For a while I questioned whether I should avoid these triggers. I somewhat equated that with avoiding my grief as if I couldn’t “heal” if I didn’t let it come. My goal, however, is not to heal from my grief. We have all experienced a time in our lives when “working through” something served a purpose. Maybe we were wronged by another person, had a time when we were afraid, or faced a situation where we failed...our pain from these occasions can often be healed by digging deep and focusing on the pain.

I argue that this type of grief does not need to be healed from. Therefore, I don’t need to face the painful moments when I don’t want to. It is not my goal to not feel the pain of her loss. It is my goal to be a decent human being who can still experience joy and gratitude while walking around with a hole in my heart.

What about the unexpected triggers? First, I expect them to happen, but just never know when. I’ve given myself permission to grieve wherever I am. I’m comfortable being the weird one crying in the room. It doesn’t matter to me if not everyone understands why. I am fortunate to have a community of people around me who care and I have just enough resilience left to make it through the next unexpected trigger.

Triggers: What should you do if you’re the one grieving?

Know it will happen.

Do what feels right to you.

Give yourself permission to turn away (you are not doing any disservice to the person you loved).

Lean in if you want to.

Triggers: What can you do for your loved one?

If they say they are not ready to do that thing (go to a place, see that person, clean out a room, take off a ring), don’t make them or even encourage them to “do it anyway.” Never put your expected timeline on them.

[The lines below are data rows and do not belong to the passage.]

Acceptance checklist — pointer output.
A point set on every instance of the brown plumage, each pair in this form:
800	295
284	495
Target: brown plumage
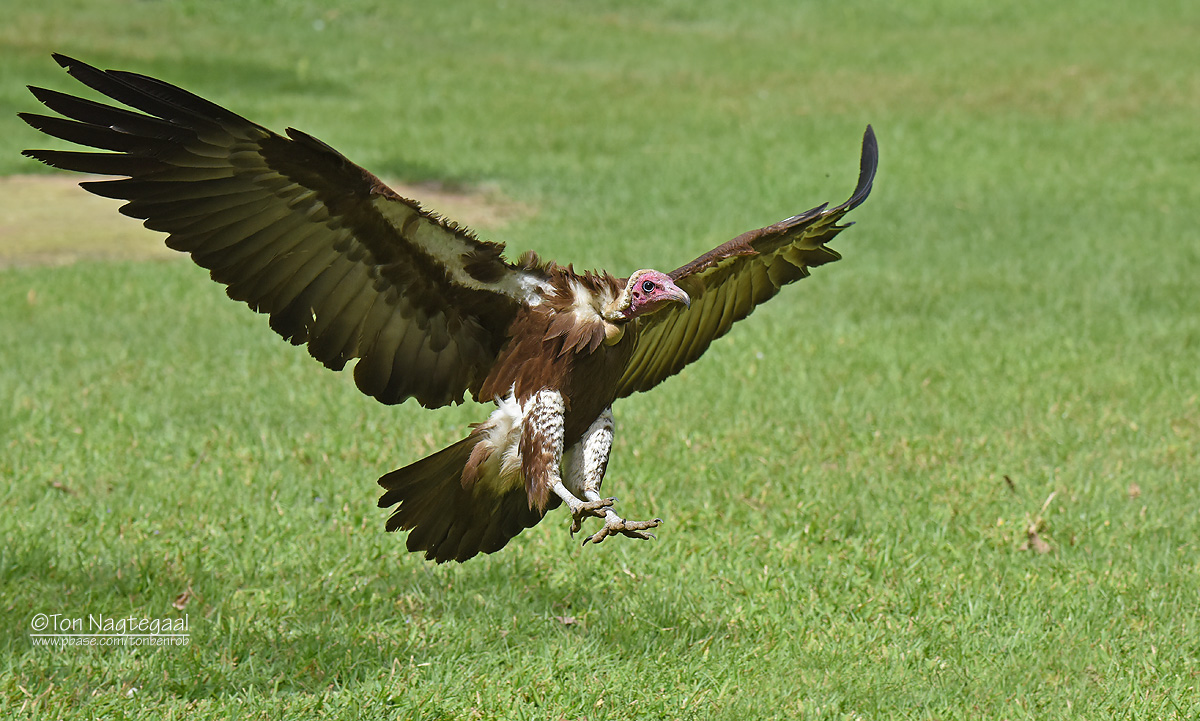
341	263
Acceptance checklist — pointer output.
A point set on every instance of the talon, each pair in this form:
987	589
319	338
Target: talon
589	508
634	529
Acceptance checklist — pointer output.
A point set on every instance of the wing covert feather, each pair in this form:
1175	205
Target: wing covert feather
730	281
337	260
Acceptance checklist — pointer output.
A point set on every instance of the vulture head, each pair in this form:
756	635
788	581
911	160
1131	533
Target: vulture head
646	292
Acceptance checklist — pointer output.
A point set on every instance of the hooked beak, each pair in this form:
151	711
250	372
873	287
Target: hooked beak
677	294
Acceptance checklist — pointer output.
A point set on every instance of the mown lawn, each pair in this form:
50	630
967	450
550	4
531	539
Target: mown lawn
951	476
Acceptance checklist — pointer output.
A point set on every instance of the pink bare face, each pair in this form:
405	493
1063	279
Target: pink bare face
651	290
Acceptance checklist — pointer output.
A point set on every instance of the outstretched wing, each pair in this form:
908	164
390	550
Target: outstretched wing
730	281
294	229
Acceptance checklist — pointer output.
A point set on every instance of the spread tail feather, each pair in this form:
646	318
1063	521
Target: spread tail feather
447	521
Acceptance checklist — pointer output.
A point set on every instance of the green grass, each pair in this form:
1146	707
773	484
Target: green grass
1018	300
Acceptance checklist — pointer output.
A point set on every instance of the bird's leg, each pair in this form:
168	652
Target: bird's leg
587	463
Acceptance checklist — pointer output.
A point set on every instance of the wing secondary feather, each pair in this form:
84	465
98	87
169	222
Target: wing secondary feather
730	281
337	260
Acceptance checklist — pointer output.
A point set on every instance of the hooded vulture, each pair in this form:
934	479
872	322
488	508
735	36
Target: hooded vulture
341	263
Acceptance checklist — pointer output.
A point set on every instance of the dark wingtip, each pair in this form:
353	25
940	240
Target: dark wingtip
867	168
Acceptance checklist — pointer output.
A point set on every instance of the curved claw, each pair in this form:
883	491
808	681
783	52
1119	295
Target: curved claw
634	529
591	508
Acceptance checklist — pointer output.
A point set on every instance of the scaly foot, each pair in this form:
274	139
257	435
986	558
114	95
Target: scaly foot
598	508
616	524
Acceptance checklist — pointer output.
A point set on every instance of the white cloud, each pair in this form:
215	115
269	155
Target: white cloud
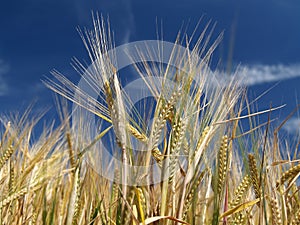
259	74
292	126
3	85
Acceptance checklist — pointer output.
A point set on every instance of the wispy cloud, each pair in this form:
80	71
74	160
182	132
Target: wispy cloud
3	85
292	126
259	74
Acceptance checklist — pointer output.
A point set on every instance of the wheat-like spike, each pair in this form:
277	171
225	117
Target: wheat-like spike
5	133
71	151
11	183
142	204
162	117
112	110
73	198
254	175
239	219
240	191
191	194
222	167
138	135
157	155
13	197
203	135
296	220
186	147
127	214
276	216
6	155
77	200
292	172
178	134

Try to think ahead of when a trigger might be coming for them. Think of birthdays, anniversaries, holidays, major life changes, visits to special places, etc. Help them avoid that pain if they are not open to feeling it (sometimes they will be open to feeling it, but it should never be forced). Choose a different location. Create new traditions. And if nothing else, let them know you are thinking of them.

Special note: As I mentioned above, this is an exercise in me trying to be a decent human being while living with my broken heart. My experiences with grief are unique to me. Nothing that I write here is intended to cover the entire scope of human grief. Please take everything I write about my grief in the tone in which is was created, shared vulnerability with the goal to make life more bearable. This is also not medical advice.